Citation statistics are available at my Google Scholar profile.
(joint with Beata Luczywek, Julian Betts, and Eli Berman)
Abstract: The expanded Child Tax Credit (CTC) provided taxpayers up to $3,600 per child for tax year 2021, but take-up was incomplete. We experimentally test whether information frictions and costs of filing taxes explain non-take-up. We designed an information and counseling intervention contacting parents through school districts, coupled with assistance from local Volunteer Income Tax Assistance (VITA) programs. According to tax records, treatment increased tax filing by 2 percentage points, increased CTC claims by (a statistically insignificant) 1.9 percentage points, and tripled filing through VITA. Effects were concentrated among previous nonfilers and Spanish speakers, demonstrating the value of targeted outreach.

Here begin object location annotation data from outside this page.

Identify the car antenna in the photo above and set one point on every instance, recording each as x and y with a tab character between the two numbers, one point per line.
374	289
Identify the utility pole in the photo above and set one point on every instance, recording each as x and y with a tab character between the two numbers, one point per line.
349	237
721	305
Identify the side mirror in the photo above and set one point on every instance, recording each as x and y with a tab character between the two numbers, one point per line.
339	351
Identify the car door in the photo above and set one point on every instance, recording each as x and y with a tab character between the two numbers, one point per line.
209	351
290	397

(joint with Beata Luczywek)
Abstract: We estimate income effects on earnings using the 2021 expanded Child Tax Credit. Children born in January 2016 were eligible for a credit of $3,600, while children born in December 2015 were eligible for $3,000. We use administrative tax data and a regression discontinuity design to estimate the earnings response to this temporary, one-year $600 increase in non-labor income. We find that employment as reported by third parties decreased by 2.0% in 2021 and 1.1% in 2022 in low-income families, with no effect on families with higher incomes. However, this decrease in wages was offset by an equivalent increase in self-employment income reported on tax returns, implying either increased misreporting or no overall change in real employment.
(joint with Jacob Goldin, Ithai Lurie, and Vedant Vohra)

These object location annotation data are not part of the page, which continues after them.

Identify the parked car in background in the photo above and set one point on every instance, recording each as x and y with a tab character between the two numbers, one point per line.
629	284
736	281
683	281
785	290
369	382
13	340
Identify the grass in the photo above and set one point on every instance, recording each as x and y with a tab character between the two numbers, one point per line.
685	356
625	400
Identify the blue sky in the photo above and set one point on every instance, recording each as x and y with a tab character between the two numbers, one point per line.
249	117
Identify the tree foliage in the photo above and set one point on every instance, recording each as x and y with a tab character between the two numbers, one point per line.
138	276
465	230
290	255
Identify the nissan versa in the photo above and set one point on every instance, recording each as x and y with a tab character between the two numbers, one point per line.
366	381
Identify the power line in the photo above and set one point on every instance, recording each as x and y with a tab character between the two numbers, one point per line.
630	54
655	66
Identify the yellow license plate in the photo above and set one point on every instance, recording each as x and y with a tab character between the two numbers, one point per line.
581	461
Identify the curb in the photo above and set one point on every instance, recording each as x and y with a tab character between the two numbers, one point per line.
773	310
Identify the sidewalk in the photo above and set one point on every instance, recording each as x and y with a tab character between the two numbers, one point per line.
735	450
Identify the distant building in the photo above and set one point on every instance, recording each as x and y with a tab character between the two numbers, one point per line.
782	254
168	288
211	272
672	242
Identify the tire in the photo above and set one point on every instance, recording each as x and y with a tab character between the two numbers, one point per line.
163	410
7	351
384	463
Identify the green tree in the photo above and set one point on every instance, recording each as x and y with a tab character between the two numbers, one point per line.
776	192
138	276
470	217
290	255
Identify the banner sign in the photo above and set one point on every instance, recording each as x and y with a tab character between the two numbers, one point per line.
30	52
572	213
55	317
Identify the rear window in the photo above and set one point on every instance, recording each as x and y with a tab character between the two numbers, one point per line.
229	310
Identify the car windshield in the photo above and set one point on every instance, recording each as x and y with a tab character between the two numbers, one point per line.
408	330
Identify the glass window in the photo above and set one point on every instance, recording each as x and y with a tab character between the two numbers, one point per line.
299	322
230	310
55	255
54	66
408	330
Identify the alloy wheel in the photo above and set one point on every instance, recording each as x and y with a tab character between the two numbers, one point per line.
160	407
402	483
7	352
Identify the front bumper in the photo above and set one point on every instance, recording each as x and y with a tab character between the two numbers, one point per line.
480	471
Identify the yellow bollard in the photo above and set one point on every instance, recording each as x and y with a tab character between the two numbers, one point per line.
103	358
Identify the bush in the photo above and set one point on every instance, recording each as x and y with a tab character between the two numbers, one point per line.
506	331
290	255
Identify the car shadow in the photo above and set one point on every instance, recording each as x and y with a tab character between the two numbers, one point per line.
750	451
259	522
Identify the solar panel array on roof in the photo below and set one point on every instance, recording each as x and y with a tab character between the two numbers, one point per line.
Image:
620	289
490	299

Abstract: The Affordable Care Act (ACA) included an individual mandate to purchase health insurance, which was repealed in 2019. We use administrative tax data to examine the impact of the penalty repeal on health insurance coverage. Using difference-in-differences and border discontinuity approaches exploiting states that created their own penalty in response to the mandate repeal, we find minimal coverage effects. However, a regression discontinuity design comparing people just above and below an income cutoff for the penalty suggests a stronger effect, which implies heterogeneity in responses to the mandate.
Abstract: The Child Tax Credit (CTC) is a major earnings subsidy in the US tax and transfer system, but its effects have received little research attention compared to the Earned Income Tax Credit. I identify the effects of the CTC on extensive margin labor supply using a difference-in-discontinuities design, exploiting the fact that parents lose eligibility for the credit when a child turns 17. Focusing on the credit's effects among lower-income households in the Survey of Income and Program Participation, I find that loss of the credit leads to an 8.4 percentage point reduction in the probability a child's parents are employed. The implied elasticity is at the upper bound of previous studies, consistent with an intertemporal substitution response.

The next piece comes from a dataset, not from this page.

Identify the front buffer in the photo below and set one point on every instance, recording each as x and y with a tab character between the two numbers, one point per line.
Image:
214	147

Slides from job market talks.
Slides on using Stata with Python for this project (and code).
(joint with Remy Levin)
Abstract: Traditional transfer programs in the United States provide few benefits to childless adults, so little is known about the effects of these policies on able-bodied adults without dependents (ABAWDs). We examine a novel source of variation in the SNAP (Food Stamps) program, in which unemployed ABAWDs have differential eligibility based a discontinuity in their local area's unemployment rate. We find causal evidence that removing SNAP work requirements decreases hours worked, but also reduces homelessness and property crimes. These findings help inform debates about basic income programs and related policies.
(joint with Chelsea Swete and Alyssa Brown)
Abstract: Sales taxes that are uniform across products are traditionally seen as more efficient than good-specific taxes, but broad-based taxes can be regressive for low income households. We examine taxation of diapers, an inelastic health product, and find substantial income variation in responsiveness to taxes using retail scanner data. Exploiting changes to sales tax exemptions for diapers in New York State and Connecticut, we find that sales of diapers rise by 5.4% in low income areas when taxes are removed, accompanied by a 6.2% fall in spending on children’s pain medications. These results imply that sales tax exemptions for diapers can have positive spillover effects on health and well-being.